Matthew could remember it clearly; Davey opening the door in a desperate huff, a backpack full of pilfered food slung across his back. He was breathing hard, building up the strength to make a run for the car, waiting for some inscrutable signal to push him out. Matthew hid behind the couch, pleading with him to close the door, to come back, to stay safe. Davey let loose a guttural howl and charged out towards the street. He made it one step out, two steps, three. The backpack’s bottom ripped, spilling packets of oatmeal and loose coffee grounds as Davey ran. His howl wavered into a moan, the scream’s ferocity disappearing as he rushed ahead. His unkept hair sprang with each plodding stride, its golden strands curdling into a silvery gray. He slowed, his gait suddenly unsteady. Matthew heard a dry snap and watched Davey’s legs buckle halfway down the sidewalk. His face, now brittle and creased with sudden wrinkles, slammed sharply into the concrete. Matthew watched for movement, wide-eyed, waiting for Davey to stir. The grass, only a foot tall at this point, bobbed from side to side around Davey, his red backpack jutting between the lawn’s churning waves. Davey looked like a tired scuba diver resting on the ocean floor, surrounded by tufts of seaweed wafting in the water’s syrupy breeze.
Matthew sipped at the cooled air, gritting his teeth. He was starting to forget Davey’s face.
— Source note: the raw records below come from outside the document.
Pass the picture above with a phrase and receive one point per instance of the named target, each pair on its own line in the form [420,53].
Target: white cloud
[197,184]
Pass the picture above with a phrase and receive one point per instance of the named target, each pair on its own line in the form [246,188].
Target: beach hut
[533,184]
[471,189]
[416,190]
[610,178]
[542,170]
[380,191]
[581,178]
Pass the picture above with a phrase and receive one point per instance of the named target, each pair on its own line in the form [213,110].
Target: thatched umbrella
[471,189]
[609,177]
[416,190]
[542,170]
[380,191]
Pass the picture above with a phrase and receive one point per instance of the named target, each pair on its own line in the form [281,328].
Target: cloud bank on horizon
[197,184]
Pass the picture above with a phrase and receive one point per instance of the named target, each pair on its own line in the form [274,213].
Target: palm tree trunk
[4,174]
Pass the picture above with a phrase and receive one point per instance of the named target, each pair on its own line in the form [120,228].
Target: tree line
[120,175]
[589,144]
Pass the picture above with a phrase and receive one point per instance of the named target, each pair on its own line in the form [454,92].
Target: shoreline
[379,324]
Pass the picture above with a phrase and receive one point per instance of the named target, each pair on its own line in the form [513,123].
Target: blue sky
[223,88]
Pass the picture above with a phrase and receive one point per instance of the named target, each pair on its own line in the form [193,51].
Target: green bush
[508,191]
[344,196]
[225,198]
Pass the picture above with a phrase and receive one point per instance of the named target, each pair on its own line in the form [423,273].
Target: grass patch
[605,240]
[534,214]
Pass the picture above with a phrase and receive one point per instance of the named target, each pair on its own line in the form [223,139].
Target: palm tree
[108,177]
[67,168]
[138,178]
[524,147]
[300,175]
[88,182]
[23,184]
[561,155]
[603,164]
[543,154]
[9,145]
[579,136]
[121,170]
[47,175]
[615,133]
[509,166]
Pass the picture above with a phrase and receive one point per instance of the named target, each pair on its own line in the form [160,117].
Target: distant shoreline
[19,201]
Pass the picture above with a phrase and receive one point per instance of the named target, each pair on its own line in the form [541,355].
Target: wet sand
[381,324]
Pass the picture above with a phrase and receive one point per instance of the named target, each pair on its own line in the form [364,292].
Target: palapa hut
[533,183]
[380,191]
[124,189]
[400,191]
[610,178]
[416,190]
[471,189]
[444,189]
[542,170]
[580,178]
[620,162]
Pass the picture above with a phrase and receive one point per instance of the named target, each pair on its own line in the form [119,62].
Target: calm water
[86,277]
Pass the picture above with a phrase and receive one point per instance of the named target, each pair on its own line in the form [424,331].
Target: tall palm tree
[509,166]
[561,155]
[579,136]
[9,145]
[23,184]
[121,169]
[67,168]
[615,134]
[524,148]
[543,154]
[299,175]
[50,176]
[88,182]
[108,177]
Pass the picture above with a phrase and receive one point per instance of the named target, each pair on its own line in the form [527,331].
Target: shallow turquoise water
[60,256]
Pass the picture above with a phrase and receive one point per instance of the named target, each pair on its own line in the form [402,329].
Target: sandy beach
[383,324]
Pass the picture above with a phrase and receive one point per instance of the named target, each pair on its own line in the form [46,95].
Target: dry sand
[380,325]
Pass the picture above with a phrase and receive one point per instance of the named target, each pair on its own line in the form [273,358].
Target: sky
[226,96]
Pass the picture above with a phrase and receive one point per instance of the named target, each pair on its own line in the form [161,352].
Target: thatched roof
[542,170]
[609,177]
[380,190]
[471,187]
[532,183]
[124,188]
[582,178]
He opened his eyes. The street was blanketed in heavy darkness. There were no more functioning streetlights to dilute the inky black as night flattened the yard, obscuring its depths as the wind swept through the stalks. Matthew sighed.
Some days the morning stretched to impossible lengths as the blaring sun rooted itself stubbornly in the sky. On these days, when time dropped to its knees and crawled with sickening sluggishness, Matthew could feel himself blending into the wallpaper, his muscles softening and his thoughts blunted.
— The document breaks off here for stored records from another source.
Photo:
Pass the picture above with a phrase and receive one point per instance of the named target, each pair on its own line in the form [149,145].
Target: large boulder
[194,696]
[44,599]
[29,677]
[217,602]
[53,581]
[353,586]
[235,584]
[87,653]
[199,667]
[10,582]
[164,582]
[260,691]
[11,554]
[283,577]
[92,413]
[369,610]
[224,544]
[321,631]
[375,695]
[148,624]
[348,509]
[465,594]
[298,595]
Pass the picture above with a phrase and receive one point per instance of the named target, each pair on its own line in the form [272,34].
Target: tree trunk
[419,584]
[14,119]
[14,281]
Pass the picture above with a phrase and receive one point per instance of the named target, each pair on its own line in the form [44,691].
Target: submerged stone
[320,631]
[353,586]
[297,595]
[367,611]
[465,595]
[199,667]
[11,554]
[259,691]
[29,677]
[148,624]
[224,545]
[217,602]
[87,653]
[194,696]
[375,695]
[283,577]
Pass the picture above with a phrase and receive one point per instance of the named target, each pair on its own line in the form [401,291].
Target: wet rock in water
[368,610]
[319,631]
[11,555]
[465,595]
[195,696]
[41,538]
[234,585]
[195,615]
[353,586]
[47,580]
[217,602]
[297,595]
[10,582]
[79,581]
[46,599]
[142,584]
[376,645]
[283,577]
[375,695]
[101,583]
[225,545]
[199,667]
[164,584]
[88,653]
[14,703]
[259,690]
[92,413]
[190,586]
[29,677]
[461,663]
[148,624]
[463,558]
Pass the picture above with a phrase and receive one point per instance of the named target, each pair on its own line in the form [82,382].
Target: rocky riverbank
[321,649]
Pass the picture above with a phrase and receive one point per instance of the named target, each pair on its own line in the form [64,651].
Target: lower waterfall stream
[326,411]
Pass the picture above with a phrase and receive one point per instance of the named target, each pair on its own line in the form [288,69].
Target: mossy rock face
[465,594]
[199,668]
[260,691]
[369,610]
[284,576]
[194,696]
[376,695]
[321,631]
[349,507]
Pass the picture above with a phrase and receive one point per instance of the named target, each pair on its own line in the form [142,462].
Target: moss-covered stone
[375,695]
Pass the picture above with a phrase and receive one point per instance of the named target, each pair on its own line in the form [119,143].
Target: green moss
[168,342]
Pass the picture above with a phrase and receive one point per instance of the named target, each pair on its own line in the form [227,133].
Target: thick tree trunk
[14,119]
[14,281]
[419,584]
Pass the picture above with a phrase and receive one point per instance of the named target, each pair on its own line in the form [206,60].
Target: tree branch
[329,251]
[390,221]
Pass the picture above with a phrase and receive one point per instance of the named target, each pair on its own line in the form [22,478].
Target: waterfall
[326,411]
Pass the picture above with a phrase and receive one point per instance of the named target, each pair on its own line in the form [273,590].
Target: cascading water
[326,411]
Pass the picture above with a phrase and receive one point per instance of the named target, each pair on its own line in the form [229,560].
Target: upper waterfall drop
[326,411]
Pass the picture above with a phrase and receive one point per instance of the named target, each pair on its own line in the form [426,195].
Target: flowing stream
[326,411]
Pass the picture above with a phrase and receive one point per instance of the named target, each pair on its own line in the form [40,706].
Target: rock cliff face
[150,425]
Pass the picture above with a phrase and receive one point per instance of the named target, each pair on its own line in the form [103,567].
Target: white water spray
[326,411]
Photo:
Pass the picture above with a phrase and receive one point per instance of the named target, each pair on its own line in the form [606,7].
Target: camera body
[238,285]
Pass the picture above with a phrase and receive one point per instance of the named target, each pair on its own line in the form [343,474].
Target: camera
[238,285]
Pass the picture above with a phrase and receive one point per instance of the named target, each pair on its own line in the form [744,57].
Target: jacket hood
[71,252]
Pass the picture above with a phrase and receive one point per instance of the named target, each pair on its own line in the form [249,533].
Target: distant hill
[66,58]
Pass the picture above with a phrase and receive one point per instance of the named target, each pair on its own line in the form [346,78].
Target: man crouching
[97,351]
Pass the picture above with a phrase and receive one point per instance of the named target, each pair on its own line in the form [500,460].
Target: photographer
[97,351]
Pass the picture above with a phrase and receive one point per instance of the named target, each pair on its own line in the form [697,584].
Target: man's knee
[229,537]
Other times, though, the days passed in minutes, the sunlight growing and shrinking through the uncovered windows as the world strobed from dawn to dusk. On these days, time shot to its feet and flew through the air, jaunting its way through the week at a furious tempo. Matthew felt like the ground was shifting underneath him on these days, his thoughts struggling to plant themselves the frayed nerves webbing his brain.
As far as Matthew could tell, time kept its steady cadence within the house itself; his fingernails grew, milk went bad, dust gathered. He did his best to keep time, the real time, but eventually the batteries in the clocks would die and he’d be unmoored from its comforting passage.
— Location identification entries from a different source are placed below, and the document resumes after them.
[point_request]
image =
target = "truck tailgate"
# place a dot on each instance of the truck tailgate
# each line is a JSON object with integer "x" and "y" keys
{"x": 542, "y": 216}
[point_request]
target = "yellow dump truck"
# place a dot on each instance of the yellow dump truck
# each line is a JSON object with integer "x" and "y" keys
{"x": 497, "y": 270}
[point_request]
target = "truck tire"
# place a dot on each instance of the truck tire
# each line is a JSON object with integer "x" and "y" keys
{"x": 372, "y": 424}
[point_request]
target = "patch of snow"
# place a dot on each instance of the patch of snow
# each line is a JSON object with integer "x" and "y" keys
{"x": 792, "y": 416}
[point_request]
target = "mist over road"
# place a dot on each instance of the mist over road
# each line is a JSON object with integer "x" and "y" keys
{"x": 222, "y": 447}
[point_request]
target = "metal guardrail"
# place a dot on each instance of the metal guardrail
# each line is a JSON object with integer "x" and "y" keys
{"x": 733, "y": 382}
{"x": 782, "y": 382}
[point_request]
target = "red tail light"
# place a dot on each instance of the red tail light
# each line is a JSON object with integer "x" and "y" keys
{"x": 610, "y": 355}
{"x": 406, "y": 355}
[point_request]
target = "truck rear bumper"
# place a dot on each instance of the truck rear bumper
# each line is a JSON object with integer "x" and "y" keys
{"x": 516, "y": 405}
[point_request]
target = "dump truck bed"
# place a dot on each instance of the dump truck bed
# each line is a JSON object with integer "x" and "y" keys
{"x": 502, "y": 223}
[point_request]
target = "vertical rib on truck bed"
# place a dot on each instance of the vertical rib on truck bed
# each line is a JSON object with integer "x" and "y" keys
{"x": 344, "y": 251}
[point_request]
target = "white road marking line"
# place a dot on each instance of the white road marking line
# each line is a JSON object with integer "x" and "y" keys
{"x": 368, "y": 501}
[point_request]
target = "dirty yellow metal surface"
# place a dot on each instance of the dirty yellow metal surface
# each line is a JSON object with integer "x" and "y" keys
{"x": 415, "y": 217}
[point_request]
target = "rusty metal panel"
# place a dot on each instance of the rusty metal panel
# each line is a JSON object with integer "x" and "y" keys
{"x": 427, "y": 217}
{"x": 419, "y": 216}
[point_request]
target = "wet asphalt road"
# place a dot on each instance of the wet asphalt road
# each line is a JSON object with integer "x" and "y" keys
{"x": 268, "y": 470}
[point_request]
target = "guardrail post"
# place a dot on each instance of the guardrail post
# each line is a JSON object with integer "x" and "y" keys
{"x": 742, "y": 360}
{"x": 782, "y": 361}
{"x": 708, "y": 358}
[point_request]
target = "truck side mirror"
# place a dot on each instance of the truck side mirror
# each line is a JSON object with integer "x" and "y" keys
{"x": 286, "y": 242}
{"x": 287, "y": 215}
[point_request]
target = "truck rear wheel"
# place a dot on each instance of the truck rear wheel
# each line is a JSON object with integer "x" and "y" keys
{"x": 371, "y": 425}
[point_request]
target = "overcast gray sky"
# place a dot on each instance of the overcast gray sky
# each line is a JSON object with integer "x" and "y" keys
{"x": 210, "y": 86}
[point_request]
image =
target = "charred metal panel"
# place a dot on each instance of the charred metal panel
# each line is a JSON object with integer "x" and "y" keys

He stepped backwards into the house, watching the sky turn overhead. Stars blinked into view, then snuffed themselves out just as quickly. He sighed as he shut the door, resting his forehead against the painted wood.
He was tired. More than that, he was depleted. His face was sallow, his eyes framed with pallid fatigue. Clothes, once snug, hung off him in a loose membrane of swaying fabric. He was a ghost flitting through his own house, slipping further and further away from himself as the sun skipped callously across the sky.
He imagined rushing through the grass, leaping over the red backpack as the leafy sea parted in front of him. It was a small comfort to have the car so close, to let his mind wander up to the driver side door when pangs of desperation ricocheted through his thoughts. But how many bodies were sleeping under the grass? How many houses on this block were being repossessed by nature, like the Peterson’s? The world was changing, hardening into something beyond his understanding.
Outside, the grass waved in ruinous splendor, rippling against the tranquil wind.